Petite affluence (hélas) mais ô combien attentive à l’écoute du pianiste genevois Michel Wintsch et de son talentueux trio, vendredi 23 mai dernier, à Chorus.
Voici 20 ans que le trio WHO travaille ensemble : Gerry Hemingway à la batterie et Bänz Oester à la contrebasse. Après tout ce temps passé à pousser toujours plus loin les limites de la modernité et de l’improvisation, comment ce trio infernal allait-il aborder la musique de Billy Strayhorn et de Duke Ellington ?
Car ces deux monuments du jazz sont devenus des classiques pour les adeptes du jazz prétendument « biologique ». C’est mal connaître la complexité de leurs compositions et de leurs arrangements, c’est botter en touche leur irrépressible faim de modernité.
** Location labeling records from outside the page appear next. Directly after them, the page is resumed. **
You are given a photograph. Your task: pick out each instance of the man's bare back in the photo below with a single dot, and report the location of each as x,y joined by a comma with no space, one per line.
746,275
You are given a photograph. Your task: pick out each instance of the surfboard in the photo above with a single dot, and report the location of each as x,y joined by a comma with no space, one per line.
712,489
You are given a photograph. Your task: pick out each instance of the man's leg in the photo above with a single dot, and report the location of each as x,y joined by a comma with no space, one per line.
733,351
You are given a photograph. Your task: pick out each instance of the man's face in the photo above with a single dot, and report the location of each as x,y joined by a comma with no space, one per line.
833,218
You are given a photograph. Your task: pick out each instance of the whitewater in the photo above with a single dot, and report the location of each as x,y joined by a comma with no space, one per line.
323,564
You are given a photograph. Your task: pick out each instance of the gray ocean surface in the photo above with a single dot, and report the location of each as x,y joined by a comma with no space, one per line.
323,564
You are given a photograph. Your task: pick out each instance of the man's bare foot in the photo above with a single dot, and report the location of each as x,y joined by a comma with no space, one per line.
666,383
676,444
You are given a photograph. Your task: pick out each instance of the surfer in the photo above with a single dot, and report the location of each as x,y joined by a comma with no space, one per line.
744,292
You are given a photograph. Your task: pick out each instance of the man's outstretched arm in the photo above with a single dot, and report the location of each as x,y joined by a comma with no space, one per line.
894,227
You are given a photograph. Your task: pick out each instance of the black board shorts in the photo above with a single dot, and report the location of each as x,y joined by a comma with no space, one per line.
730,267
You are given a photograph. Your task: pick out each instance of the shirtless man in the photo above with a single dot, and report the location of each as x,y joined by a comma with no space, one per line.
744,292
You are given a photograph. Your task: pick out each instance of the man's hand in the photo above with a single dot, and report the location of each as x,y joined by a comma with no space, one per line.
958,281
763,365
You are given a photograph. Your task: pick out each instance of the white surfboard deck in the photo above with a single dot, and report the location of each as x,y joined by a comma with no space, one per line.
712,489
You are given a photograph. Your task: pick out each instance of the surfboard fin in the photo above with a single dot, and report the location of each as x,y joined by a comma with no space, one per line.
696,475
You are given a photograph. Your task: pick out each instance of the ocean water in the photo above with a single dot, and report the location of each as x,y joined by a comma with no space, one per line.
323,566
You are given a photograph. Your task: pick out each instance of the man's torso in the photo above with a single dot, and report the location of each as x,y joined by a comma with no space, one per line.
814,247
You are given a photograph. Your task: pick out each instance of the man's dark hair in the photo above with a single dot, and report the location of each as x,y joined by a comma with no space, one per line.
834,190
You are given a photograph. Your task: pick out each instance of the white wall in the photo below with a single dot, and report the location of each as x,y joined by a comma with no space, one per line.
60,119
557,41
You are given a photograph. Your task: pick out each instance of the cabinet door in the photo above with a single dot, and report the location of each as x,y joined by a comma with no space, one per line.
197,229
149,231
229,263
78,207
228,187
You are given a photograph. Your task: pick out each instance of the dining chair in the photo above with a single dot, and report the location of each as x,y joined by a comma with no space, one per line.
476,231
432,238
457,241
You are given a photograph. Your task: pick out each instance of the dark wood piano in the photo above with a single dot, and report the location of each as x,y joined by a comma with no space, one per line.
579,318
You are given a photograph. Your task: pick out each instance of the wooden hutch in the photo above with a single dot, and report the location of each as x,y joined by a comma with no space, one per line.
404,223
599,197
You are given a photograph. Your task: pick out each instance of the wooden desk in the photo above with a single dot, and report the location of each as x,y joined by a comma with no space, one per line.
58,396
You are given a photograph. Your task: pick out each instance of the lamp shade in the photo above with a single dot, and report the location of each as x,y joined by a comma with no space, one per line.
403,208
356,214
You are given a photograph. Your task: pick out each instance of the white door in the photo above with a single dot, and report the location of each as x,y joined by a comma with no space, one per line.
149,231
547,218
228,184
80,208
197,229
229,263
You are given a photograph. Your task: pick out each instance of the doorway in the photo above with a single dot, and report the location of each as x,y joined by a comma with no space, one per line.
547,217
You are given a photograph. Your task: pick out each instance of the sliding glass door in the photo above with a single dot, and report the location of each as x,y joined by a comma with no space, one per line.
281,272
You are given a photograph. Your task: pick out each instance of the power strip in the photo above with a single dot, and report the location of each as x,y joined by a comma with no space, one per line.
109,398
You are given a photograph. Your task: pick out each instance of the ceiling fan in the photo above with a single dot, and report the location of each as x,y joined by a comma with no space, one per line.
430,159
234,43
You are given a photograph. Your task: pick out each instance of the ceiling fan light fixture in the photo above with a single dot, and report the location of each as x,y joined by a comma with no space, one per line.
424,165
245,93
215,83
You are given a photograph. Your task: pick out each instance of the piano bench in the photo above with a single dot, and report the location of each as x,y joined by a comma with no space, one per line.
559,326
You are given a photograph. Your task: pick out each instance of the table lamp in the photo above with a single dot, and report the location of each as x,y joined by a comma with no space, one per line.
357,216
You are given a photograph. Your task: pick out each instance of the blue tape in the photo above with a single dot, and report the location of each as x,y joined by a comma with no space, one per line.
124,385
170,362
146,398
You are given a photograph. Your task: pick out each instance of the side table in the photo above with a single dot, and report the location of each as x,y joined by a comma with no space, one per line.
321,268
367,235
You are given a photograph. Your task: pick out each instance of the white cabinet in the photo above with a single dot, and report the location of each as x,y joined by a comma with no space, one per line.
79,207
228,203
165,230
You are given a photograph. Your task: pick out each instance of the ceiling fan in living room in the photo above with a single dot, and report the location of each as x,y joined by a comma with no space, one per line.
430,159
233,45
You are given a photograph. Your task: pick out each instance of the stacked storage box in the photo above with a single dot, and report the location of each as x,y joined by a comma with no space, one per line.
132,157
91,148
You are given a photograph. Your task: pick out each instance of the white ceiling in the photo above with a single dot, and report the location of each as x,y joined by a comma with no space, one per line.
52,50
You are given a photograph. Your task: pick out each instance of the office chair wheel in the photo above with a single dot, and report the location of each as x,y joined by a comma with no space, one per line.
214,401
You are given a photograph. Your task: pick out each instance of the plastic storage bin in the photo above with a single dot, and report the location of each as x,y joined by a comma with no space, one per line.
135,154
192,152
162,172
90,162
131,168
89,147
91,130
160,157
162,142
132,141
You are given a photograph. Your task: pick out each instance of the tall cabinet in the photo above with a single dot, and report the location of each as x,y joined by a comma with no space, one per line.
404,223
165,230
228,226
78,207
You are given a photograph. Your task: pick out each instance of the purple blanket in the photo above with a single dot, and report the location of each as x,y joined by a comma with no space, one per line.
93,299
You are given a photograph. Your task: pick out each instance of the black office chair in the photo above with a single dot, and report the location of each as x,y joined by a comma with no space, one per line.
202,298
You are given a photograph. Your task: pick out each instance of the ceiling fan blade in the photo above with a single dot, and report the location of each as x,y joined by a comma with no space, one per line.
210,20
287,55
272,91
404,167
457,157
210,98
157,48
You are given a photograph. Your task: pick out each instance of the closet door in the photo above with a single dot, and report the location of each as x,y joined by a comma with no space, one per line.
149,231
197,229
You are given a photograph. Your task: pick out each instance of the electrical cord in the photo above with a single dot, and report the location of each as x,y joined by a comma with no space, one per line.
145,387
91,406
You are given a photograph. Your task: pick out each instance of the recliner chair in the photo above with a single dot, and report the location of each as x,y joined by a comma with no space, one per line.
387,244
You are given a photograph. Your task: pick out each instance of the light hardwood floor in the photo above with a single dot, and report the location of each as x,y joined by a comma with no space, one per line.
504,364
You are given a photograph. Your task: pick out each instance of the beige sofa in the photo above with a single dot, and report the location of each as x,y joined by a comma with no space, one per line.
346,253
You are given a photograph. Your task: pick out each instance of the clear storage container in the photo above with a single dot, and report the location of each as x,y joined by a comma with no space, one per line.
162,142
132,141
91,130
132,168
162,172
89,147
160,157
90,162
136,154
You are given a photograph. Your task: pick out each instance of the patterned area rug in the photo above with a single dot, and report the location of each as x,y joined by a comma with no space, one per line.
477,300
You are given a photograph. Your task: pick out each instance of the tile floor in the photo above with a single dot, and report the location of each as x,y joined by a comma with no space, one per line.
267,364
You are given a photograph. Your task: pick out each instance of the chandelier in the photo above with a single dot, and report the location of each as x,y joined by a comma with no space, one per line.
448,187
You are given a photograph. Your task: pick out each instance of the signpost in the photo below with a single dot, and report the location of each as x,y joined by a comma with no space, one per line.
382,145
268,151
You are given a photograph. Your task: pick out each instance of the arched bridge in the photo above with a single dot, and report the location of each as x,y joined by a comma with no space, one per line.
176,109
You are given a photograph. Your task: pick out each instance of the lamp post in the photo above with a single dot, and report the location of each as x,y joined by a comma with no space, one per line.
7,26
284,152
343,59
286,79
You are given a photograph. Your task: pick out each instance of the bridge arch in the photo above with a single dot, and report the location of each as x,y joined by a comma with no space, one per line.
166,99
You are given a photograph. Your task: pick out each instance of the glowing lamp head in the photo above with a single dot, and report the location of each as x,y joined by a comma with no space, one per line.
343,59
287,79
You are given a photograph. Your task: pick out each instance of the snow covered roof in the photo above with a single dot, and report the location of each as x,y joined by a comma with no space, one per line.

A ce titre, Michel Wintsch touche juste. Et pas seulement avec son sens remarquable du toucher sur son clavier, tantôt d’une incroyable douceur, tantôt percussif : il a compris le parti de contemporanéité de cette musique.
Bien sûr, Wintsch triture les titres : « Wig Wise », « Isfahan », « Birmingham Breakdown », « In a sentimental Mood », « Passion Flower », « Black Beauty », « A Flower Is a Lovesome Thing », « Angelica » et, en guise de rappel, « Chelsea Bridge ». Il peut décontenancer l’auditeur. Mais il le rattrape avec adresse par des incisions swing et mélodiques qui rassurent les plus rétifs. On assiste alors à un jeu de construction/déconstruction, proche de Varese, qui nous emmène dans un voyage aventureux mais captivant.
Ce vent libertaire, ses acolytes le prennent au vol. La rythmique est de première force, grâce à la force du bassiste Bänz Oester et à la folie pure de Gerry Hemingway à la batterie. En conclusion, une soirée empreinte d’une étonnante séduction.